Since the 2003 U.S.-led invasion of Iraq and subsequent government contract work given to Halliburton, protesters have made huge showings at the company’s annual shareholder meetings.
But this year, while the protests continued, the detractors were calmer and fewer in number. That’s in part because Halliburton moved its annual meeting to Duncan, Okla., instead of at its traditional Houston hotel venue.
More than 200 shareholders attended the meeting in the town of 22,500 where the company is the largest employer. But only about 100 protesters turned out for the meeting — less than half as many as last year. Sixteen were arrested after trying to leave the fenced-off area designated for company detractors.
Even so, Maureen Haver of the Houston Global Awareness Collective said she’s pleased considering the remote location. Duncan is about two hours south of Oklahoma City and three hours north of Dallas.
“I come from an oil family. I’ve seen both sides. I understand that people are just trying to make a living,” Haver said. “But the bribery and overcharging and investigations . . . they’re not just hurting other people. They could be potentially hurting their own shareholders and employees in the end, too.
“We’ve already seen what happens without transparency in Houston. We had Enron.”
Halliburton Chairman and CEO David Lesar said he respects the protesters’ First Amendment rights, but disagrees with their arguments. Last year the company’s earnings per share from continuing operations saw a five-fold increase despite a declining workload in Iraq.
“I respect their views even if I disagree with most, if not all, of them,” he said. “If they want to use a forum like this to express those views then God love ’em. This is America and people have the right to do that.”

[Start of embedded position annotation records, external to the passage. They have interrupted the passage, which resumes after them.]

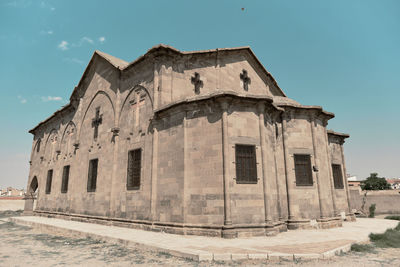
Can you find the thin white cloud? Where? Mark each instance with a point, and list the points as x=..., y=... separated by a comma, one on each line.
x=46, y=5
x=51, y=98
x=82, y=41
x=49, y=32
x=87, y=39
x=21, y=99
x=19, y=3
x=63, y=45
x=74, y=60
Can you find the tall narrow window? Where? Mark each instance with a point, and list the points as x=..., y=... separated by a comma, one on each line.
x=337, y=176
x=302, y=166
x=38, y=146
x=48, y=181
x=92, y=175
x=134, y=168
x=246, y=166
x=65, y=178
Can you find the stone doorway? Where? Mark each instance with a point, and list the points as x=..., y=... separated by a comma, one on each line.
x=30, y=197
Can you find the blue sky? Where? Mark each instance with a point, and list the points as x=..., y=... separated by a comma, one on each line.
x=342, y=55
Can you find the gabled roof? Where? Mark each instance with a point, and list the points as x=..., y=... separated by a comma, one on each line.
x=122, y=65
x=245, y=48
x=116, y=62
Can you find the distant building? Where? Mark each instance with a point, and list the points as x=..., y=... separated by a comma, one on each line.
x=12, y=192
x=353, y=180
x=394, y=182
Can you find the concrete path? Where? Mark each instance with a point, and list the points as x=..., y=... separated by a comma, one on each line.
x=291, y=245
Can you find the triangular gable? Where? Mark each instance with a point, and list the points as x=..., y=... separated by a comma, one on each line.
x=114, y=62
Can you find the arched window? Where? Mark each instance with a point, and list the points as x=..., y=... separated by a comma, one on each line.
x=38, y=146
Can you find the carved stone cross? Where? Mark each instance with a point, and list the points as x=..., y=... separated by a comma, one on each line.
x=96, y=121
x=246, y=80
x=197, y=82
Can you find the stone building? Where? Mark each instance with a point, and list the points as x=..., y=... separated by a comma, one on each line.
x=202, y=143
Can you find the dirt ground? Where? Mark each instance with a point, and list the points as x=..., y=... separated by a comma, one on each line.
x=23, y=246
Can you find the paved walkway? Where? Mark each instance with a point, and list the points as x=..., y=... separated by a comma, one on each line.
x=291, y=245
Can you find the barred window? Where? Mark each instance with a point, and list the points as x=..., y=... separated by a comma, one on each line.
x=337, y=176
x=38, y=146
x=134, y=169
x=92, y=175
x=65, y=178
x=302, y=166
x=48, y=181
x=246, y=166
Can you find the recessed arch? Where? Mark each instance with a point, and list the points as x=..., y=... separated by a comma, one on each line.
x=33, y=186
x=133, y=89
x=52, y=132
x=90, y=104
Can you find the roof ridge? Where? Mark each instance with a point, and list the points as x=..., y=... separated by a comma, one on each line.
x=116, y=62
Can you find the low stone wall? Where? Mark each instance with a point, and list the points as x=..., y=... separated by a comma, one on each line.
x=11, y=204
x=386, y=200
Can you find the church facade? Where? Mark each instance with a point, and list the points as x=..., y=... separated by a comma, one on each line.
x=201, y=143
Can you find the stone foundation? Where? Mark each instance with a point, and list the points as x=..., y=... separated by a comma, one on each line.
x=231, y=231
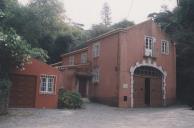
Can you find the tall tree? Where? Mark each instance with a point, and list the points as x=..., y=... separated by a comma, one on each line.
x=106, y=14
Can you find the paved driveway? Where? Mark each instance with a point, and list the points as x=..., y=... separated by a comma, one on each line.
x=100, y=116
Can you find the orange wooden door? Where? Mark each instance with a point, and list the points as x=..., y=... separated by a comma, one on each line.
x=139, y=91
x=156, y=92
x=23, y=91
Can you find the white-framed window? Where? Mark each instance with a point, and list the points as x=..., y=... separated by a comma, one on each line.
x=96, y=49
x=71, y=60
x=84, y=58
x=165, y=47
x=149, y=46
x=47, y=83
x=96, y=75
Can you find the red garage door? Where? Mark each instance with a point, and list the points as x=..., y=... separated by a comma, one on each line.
x=23, y=91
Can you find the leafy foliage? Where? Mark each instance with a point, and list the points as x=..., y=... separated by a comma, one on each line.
x=179, y=24
x=71, y=100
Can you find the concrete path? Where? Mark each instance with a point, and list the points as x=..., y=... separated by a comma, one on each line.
x=100, y=116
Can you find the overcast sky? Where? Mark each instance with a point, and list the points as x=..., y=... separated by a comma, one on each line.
x=88, y=12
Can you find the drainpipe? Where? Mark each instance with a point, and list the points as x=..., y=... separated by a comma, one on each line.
x=118, y=67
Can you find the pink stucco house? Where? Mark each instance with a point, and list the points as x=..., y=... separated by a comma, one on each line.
x=133, y=67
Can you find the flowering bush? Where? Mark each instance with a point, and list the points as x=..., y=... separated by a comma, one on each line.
x=71, y=100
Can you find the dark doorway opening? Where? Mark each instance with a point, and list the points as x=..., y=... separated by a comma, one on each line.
x=82, y=87
x=147, y=91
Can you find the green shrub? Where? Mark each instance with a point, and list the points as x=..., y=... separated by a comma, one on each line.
x=70, y=100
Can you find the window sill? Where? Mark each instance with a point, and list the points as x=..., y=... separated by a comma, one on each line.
x=152, y=57
x=47, y=93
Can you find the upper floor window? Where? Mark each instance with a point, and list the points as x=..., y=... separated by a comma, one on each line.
x=149, y=46
x=165, y=47
x=47, y=83
x=96, y=75
x=84, y=58
x=71, y=60
x=96, y=49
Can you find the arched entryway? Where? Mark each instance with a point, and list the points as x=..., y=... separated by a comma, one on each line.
x=147, y=87
x=146, y=74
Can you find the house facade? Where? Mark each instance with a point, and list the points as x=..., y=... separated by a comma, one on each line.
x=36, y=86
x=133, y=67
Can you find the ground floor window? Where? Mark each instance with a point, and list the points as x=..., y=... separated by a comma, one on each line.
x=47, y=83
x=147, y=71
x=96, y=75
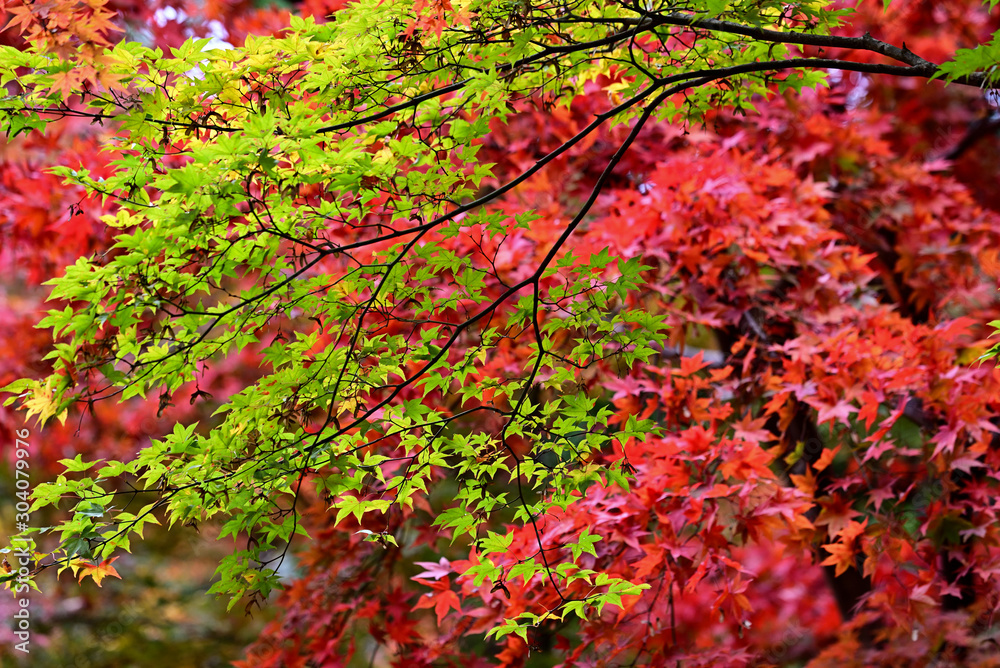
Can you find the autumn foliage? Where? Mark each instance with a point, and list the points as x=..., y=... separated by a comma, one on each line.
x=817, y=482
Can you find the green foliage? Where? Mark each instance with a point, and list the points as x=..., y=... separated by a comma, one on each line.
x=297, y=199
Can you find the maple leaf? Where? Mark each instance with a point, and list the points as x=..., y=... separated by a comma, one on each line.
x=98, y=571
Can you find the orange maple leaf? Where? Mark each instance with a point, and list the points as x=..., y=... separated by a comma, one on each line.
x=99, y=571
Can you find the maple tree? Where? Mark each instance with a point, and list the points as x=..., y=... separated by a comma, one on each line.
x=461, y=257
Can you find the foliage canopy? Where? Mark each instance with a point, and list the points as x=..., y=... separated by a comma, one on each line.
x=330, y=204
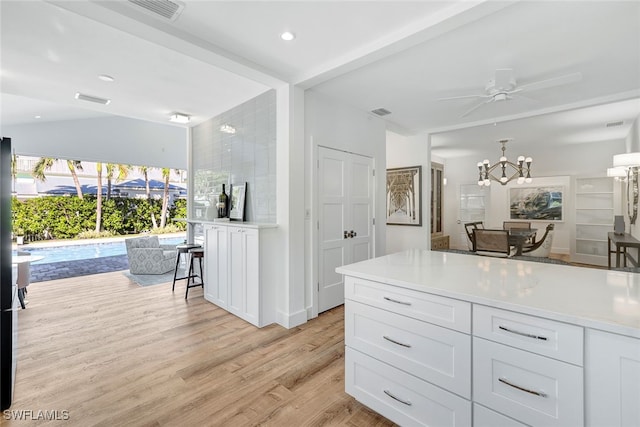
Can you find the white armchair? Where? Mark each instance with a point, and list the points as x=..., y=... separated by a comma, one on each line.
x=147, y=256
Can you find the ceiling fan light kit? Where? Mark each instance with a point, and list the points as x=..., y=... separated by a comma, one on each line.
x=519, y=171
x=503, y=87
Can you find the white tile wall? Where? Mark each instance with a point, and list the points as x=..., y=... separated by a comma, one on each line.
x=248, y=156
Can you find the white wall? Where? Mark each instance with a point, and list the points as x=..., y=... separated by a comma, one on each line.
x=109, y=139
x=591, y=159
x=405, y=151
x=334, y=125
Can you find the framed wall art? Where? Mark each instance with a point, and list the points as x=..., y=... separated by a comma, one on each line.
x=537, y=203
x=404, y=196
x=238, y=201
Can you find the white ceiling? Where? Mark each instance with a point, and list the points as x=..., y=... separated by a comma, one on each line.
x=400, y=55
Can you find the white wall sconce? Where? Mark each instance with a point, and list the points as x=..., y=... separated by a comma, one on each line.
x=227, y=128
x=180, y=118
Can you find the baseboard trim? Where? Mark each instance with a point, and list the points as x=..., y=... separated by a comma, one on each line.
x=291, y=320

Michael McPhearson, an Army veteran who served in the first Gulf War and has a son serving in Iraq right now, is active in Veterans for Peace.
He traveled to Duncan from St. Louis for the protests outside Halliburton’s annual meeting and said his biggest problem with the company is that Vice President Dick Cheney, who used to head Halliburton before Lesar took over in 2000, has profited too much from the military and Halliburton operations in Iraq that go hand-in-hand.

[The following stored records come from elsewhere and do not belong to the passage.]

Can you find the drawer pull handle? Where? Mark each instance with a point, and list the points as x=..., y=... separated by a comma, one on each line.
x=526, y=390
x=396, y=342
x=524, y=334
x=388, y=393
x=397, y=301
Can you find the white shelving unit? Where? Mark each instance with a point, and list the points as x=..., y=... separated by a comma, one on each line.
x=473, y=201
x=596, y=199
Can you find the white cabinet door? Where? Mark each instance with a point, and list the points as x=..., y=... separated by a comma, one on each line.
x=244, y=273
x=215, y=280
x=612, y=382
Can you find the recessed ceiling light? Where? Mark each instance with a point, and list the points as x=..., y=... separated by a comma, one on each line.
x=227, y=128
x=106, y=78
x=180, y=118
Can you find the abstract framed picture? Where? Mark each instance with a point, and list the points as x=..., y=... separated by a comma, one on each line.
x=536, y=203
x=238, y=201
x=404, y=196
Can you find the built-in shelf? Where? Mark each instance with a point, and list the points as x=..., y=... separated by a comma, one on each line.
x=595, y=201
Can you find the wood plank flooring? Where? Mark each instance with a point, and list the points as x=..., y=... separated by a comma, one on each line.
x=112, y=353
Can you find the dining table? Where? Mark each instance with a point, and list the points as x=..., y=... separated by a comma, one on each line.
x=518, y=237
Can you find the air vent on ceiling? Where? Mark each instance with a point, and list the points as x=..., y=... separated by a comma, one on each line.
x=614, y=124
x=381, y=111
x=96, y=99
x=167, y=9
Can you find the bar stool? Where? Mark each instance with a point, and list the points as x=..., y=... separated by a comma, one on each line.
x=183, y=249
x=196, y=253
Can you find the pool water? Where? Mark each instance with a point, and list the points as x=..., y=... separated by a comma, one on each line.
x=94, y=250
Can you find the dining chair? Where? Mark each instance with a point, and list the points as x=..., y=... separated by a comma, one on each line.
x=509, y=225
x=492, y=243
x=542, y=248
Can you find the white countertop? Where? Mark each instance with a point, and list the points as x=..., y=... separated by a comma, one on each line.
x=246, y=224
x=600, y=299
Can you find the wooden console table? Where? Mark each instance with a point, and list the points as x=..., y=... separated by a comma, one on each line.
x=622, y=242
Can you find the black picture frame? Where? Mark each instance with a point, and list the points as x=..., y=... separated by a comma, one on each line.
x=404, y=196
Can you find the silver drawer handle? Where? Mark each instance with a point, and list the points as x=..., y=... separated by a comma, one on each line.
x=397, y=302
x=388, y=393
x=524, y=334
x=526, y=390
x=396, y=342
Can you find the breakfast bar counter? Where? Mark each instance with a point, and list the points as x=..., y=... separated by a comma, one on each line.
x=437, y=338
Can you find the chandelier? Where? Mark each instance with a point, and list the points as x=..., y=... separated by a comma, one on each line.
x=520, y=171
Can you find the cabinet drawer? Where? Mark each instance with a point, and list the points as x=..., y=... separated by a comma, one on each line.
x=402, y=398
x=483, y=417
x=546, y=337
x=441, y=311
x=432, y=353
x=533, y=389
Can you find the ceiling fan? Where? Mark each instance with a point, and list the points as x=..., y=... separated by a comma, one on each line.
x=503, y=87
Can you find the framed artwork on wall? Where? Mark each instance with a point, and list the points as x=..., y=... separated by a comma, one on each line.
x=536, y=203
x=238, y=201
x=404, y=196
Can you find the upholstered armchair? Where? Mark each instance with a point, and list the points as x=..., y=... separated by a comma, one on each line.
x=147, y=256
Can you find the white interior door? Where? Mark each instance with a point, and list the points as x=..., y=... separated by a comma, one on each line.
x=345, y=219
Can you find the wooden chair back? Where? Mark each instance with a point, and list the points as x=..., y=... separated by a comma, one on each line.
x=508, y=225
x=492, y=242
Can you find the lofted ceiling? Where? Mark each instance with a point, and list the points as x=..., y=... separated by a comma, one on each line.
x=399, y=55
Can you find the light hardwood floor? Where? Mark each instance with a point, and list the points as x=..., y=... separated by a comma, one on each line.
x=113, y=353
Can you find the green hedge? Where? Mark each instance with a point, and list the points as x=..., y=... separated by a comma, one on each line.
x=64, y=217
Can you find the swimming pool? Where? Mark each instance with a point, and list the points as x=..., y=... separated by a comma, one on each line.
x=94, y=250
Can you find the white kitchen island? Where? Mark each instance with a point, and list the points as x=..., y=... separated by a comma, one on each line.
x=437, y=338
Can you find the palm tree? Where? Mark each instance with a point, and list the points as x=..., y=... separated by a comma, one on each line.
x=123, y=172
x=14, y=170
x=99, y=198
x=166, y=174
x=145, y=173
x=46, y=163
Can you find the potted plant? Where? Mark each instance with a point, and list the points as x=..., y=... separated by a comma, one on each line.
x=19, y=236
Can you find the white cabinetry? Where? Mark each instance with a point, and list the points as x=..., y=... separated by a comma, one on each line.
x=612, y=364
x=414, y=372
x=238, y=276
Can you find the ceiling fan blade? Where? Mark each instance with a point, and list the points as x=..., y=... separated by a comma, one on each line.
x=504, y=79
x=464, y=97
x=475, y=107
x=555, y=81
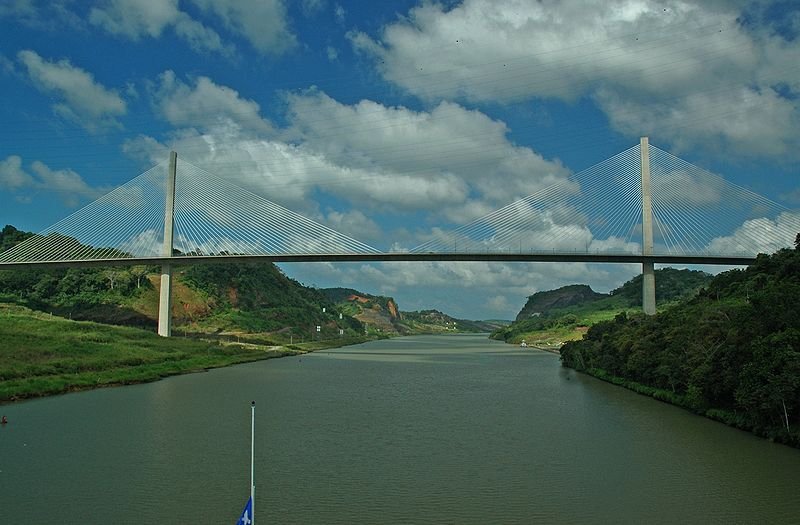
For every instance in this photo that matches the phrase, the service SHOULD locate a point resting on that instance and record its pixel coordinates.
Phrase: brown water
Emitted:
(455, 429)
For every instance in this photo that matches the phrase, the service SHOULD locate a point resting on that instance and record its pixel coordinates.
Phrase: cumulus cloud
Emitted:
(136, 19)
(759, 235)
(204, 104)
(452, 161)
(12, 176)
(83, 100)
(264, 24)
(690, 70)
(69, 185)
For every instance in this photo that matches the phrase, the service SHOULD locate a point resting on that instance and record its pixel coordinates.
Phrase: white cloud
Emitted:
(454, 287)
(761, 235)
(684, 70)
(451, 161)
(354, 224)
(136, 19)
(332, 53)
(264, 23)
(84, 100)
(68, 184)
(12, 176)
(205, 104)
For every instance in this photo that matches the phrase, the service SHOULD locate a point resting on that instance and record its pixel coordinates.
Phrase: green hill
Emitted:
(550, 318)
(382, 315)
(732, 352)
(43, 354)
(212, 298)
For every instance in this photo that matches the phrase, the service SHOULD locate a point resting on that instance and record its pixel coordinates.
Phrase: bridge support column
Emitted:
(648, 269)
(165, 298)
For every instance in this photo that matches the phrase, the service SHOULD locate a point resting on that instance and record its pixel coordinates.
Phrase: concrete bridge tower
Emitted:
(648, 271)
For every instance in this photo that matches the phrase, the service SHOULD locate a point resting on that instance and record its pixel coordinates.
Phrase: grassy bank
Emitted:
(44, 355)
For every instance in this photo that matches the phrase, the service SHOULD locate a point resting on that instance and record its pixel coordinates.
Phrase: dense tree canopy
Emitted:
(732, 352)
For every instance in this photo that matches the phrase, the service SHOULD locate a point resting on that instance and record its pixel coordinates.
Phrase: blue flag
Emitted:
(247, 513)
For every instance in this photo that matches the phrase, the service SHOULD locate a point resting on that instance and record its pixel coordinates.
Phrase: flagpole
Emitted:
(252, 450)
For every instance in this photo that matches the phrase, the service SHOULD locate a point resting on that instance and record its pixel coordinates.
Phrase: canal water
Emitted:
(435, 429)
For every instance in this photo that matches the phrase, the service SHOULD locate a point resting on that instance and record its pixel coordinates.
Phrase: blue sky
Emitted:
(385, 120)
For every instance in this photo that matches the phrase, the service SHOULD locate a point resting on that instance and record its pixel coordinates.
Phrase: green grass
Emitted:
(44, 355)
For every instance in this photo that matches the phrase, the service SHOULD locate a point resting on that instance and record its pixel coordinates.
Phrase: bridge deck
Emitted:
(395, 257)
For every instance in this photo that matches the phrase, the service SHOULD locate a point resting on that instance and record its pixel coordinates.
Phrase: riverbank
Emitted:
(727, 417)
(45, 355)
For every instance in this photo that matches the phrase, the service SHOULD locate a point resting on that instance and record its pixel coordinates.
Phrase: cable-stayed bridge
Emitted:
(642, 205)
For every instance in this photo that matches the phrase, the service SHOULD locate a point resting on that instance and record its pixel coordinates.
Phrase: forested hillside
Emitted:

“I understand the concept of people getting compensated even after their job is over. It’s not that, but it’s that it’s so much. Why can’t he donate that money, give some of it back?” McPhearson said.

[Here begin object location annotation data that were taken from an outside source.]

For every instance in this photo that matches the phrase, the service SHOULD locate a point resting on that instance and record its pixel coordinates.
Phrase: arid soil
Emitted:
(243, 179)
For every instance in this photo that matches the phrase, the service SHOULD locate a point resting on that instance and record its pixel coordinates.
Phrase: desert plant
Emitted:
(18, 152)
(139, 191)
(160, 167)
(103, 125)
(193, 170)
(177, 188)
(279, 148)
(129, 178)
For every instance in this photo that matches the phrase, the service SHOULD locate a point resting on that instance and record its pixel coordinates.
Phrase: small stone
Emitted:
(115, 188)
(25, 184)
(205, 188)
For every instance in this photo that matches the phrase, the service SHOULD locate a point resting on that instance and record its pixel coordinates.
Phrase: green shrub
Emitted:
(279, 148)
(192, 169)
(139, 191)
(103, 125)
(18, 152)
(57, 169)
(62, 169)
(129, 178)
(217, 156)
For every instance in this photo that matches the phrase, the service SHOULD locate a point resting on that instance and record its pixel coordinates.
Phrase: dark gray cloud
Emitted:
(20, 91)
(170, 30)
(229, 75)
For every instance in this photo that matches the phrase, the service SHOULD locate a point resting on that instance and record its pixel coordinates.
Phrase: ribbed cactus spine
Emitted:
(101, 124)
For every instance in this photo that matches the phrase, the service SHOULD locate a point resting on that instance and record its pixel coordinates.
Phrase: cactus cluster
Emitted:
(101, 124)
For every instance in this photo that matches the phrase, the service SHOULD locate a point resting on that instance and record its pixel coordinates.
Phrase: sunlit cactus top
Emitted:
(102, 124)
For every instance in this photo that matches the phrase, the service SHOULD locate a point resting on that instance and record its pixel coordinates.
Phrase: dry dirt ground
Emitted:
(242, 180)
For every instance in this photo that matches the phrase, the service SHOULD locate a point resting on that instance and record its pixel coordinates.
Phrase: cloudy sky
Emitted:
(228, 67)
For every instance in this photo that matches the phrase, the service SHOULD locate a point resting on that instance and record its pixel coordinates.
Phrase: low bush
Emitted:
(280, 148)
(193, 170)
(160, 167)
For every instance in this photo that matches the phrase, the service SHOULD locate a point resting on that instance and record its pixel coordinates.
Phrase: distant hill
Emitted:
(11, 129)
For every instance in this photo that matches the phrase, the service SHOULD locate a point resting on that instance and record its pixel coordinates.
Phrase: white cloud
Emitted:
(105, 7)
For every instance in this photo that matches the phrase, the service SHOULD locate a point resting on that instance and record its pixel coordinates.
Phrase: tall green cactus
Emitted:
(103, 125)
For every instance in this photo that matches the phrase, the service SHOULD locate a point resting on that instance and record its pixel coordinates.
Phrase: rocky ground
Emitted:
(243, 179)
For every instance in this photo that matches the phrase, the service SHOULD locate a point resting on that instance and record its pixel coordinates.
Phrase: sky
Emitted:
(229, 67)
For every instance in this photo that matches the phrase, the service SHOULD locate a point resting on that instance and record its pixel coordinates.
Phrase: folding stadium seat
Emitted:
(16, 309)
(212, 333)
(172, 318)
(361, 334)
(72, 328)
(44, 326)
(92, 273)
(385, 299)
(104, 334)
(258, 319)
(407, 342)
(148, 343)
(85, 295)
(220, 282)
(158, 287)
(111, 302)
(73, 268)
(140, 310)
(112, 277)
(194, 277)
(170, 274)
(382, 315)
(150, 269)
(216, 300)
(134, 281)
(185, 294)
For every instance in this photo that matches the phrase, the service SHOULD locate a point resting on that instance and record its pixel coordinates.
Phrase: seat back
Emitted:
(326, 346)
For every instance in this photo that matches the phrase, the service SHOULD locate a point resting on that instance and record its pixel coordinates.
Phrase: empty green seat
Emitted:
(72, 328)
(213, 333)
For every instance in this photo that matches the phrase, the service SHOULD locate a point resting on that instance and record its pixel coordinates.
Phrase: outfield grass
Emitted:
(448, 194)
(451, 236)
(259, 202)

“And now there are stories of soldiers not having enough food, enough water, not getting their mail. If soldiers were doing these critical jobs instead of Halliburton they would be getting done, because they recognize that could be their buddy on the other end who’s in need,” he said. “I just don’t think civilian leaders and executives at Halliburton really care about the soldiers.”
Lesar told shareholders, “I’m proud of our folks there and … we will continue to support the troops.”
After the meeting, he told reporters, “I can’t change the fact that my predecessor is now the vice president of the United States.”